De stekenverhouding is heel erg individueel; sommige mensen breien/haken heel losjes, terwijl anderen vrij strak werken. De stekenverhouding past u aan met de naalddikte, wat de reden is waarom we slechts een suggestie voor de naalddikte geven! U moet deze aanpassen (naar boven of beneden) om ervoor te zorgen dat UW stekenverhouding overeenkomt met de stekenverhouding die aangegeven staat in het patroon. Als u met een andere stekenverhouding werkt dan staat aangegeven in het patroon, dan zal het garenverbruik anders zijn, en zal uw werkstuk andere afmetingen krijgen dan het patroon aangeeft.

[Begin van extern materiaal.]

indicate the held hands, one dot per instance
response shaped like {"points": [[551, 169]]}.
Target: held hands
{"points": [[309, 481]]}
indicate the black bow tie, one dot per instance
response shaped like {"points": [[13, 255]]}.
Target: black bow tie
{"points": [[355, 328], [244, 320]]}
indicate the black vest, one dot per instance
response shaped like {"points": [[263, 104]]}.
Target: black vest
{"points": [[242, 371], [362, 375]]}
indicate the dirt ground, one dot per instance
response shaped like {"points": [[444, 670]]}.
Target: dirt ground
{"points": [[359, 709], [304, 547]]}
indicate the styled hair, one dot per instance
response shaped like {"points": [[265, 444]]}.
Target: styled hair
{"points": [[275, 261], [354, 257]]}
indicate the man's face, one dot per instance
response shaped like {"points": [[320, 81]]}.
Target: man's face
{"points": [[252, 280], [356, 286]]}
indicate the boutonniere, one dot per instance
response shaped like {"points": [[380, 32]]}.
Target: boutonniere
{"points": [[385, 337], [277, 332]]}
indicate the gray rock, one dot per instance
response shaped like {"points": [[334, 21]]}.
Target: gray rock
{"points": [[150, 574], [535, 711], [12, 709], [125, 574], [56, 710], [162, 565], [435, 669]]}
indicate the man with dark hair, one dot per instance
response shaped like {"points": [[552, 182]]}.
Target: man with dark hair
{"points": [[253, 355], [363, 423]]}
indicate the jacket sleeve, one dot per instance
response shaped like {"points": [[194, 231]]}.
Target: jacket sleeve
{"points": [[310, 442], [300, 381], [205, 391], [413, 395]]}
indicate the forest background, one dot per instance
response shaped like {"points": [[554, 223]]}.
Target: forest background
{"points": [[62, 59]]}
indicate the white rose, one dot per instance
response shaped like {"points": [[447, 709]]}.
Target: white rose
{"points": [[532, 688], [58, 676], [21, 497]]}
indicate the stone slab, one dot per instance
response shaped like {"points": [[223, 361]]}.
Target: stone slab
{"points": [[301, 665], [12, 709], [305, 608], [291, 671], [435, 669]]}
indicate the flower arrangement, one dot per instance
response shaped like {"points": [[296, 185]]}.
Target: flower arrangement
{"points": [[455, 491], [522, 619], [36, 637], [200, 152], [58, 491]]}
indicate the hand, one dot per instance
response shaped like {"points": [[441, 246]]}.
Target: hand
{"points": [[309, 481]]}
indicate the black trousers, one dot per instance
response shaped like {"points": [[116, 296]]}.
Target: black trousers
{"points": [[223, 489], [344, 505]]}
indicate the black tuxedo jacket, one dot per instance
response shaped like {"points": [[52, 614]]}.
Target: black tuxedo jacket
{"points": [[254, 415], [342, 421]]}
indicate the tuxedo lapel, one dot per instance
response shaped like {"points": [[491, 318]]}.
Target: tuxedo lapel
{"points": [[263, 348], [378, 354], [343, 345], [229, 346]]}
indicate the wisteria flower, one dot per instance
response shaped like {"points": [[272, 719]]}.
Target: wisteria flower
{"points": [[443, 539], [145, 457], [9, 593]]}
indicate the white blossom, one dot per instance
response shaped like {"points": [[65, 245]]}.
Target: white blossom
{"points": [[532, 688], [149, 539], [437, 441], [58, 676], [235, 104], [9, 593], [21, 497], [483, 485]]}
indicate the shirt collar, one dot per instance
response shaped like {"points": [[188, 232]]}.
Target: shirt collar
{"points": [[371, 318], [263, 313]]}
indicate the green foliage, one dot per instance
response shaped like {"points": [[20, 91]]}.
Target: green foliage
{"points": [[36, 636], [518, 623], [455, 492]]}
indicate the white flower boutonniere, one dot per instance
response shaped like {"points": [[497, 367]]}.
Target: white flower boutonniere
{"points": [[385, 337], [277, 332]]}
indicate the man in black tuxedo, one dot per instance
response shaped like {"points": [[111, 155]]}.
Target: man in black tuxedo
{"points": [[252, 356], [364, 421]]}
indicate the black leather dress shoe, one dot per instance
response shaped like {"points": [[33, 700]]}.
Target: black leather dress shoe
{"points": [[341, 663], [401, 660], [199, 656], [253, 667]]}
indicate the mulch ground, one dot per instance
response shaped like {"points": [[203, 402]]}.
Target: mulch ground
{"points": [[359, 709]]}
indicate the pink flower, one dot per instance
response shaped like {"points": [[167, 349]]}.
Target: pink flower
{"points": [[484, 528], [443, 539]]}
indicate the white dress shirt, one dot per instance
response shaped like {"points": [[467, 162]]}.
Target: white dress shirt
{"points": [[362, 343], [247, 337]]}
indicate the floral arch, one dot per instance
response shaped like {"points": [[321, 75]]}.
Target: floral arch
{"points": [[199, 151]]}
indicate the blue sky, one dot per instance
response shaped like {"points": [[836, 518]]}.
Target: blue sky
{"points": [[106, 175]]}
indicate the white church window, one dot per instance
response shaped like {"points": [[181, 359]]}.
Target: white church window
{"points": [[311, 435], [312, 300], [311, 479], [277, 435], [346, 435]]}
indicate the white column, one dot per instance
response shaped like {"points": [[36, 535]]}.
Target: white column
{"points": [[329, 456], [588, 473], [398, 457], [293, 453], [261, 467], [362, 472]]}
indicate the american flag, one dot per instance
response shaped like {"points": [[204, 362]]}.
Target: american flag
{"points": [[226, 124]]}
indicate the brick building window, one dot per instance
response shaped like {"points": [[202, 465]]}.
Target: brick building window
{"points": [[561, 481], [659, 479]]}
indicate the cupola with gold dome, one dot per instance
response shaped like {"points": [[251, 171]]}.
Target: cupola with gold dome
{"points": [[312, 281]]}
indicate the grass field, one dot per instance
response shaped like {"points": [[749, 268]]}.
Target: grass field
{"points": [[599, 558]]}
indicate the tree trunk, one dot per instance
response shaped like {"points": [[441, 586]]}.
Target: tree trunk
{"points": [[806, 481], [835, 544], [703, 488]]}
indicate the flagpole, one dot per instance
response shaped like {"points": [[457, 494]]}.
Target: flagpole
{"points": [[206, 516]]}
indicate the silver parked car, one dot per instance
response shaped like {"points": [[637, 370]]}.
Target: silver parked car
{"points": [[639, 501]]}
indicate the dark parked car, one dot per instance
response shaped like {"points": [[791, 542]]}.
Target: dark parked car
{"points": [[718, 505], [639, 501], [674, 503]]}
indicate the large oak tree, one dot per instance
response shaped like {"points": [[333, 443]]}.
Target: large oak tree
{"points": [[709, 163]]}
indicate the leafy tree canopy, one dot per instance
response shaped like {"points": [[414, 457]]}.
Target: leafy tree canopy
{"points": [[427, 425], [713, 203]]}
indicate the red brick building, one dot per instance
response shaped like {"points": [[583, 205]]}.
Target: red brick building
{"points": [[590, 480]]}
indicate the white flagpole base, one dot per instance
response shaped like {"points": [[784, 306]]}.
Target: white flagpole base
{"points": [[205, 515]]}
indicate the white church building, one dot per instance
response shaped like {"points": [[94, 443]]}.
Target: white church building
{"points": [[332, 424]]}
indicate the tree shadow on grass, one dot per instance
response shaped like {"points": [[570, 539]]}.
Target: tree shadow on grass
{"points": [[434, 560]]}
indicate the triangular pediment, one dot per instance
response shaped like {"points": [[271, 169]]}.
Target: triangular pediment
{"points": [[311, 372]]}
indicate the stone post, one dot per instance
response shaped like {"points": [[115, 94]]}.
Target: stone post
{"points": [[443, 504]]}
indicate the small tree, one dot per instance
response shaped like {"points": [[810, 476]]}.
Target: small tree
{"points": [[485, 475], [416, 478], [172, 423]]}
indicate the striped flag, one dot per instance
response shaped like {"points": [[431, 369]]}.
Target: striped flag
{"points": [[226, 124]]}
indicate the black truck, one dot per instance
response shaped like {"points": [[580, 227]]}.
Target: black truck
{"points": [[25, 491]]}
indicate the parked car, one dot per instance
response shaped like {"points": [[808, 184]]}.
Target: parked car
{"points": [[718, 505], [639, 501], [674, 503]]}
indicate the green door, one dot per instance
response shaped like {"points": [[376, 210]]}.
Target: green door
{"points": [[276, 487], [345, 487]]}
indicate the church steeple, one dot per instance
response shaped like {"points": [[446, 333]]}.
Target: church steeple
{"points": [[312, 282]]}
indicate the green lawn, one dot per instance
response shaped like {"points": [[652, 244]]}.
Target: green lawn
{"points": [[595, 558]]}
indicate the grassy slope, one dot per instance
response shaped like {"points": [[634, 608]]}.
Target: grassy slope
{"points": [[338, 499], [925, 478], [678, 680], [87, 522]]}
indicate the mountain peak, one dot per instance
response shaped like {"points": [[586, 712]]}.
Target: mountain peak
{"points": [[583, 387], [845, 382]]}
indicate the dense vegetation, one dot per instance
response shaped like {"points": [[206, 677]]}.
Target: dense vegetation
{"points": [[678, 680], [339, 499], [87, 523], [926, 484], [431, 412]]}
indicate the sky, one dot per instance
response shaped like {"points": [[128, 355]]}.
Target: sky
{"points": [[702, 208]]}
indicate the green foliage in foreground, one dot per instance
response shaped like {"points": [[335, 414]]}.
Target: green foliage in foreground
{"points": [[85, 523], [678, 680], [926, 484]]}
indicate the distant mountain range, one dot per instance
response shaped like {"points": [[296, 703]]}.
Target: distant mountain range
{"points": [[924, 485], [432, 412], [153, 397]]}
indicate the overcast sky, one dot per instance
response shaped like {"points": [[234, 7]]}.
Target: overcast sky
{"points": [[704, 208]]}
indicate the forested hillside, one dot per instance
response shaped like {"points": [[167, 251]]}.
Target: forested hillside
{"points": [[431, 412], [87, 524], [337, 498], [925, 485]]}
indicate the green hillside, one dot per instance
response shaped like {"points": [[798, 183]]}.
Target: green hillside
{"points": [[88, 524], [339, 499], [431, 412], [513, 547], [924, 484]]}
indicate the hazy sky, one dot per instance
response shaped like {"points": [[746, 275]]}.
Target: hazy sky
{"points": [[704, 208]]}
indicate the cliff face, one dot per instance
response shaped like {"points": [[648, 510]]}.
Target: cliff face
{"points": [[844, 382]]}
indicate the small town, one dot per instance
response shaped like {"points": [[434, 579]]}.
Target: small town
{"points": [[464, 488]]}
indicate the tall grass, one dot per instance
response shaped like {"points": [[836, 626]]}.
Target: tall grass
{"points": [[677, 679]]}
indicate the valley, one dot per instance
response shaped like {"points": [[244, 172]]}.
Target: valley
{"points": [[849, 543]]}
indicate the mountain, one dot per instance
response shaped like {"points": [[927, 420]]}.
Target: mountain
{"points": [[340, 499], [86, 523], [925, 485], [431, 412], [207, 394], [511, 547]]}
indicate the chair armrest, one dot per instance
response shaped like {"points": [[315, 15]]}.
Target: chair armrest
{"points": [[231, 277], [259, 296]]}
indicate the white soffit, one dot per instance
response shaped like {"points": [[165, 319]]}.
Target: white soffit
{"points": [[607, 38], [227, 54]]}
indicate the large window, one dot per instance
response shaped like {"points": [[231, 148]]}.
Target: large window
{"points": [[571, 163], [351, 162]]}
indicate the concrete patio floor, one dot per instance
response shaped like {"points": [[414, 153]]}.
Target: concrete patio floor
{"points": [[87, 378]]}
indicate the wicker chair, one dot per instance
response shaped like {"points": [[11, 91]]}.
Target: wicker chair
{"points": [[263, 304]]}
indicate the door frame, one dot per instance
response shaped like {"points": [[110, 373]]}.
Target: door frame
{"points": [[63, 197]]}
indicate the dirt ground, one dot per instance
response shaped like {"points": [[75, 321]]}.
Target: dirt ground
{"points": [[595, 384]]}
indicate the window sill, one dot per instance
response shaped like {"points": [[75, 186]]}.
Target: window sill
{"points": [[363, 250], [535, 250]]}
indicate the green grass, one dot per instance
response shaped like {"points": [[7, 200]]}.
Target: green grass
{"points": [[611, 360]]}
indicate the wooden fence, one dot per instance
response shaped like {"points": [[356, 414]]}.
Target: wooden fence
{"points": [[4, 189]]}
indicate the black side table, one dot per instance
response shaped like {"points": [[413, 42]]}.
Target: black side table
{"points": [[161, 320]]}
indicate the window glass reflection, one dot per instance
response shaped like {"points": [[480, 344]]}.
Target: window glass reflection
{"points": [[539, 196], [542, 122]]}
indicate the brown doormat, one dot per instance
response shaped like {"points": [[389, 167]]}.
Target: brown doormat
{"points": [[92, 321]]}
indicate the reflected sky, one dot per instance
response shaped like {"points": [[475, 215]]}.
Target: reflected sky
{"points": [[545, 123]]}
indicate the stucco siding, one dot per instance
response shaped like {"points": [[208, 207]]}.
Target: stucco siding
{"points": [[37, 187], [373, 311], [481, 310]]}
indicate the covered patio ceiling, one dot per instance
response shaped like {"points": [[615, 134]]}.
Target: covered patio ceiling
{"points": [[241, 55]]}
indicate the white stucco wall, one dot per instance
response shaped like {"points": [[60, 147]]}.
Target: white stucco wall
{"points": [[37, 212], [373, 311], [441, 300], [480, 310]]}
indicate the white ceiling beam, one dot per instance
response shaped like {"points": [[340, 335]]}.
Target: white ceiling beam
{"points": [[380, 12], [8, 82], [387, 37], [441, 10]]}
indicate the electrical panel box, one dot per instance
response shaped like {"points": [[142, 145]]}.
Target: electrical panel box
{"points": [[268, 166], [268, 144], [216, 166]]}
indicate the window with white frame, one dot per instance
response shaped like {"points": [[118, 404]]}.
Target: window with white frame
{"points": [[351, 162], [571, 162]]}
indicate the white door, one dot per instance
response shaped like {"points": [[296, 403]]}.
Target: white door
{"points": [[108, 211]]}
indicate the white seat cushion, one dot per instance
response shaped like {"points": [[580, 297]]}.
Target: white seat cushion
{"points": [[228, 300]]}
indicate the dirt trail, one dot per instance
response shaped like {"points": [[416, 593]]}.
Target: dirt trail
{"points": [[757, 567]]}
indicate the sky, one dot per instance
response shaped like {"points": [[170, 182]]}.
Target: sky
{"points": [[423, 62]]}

De stekenverhouding geeft tevens aan welk garen als vervanging kan dienen. U kunt verschillende garens met elkaar vervangen, zolang de stekenverhouding maar hetzelfde is.

Bekijk de DROPS les: Hoe u de stekenverhouding opmeet

Bekijk de DROPS video: Hoe u een proeflapje maakt

De benodigde hoeveelheid garen wordt aangegeven in grammen, dus bijvoorbeeld: 450 g. Om uit te rekenen hoeveel bollen u nodig heeft, moet u eerst weten hoeveel gram er in 1 bol gaat (25 g, 50 g, of 100 g). Deze informatie vindt u door op de individuele garenkwaliteit te klikken op onze site. Deel de hoeveelheid benodigde garen door de hoeveelheid per bol. Bijvoorbeeld, als de bollen 50 gram wegen (de meest gebruikelijke hoeveelheid), ziet de berekening er als volgt uit: 450 / 50 = 9 bollen.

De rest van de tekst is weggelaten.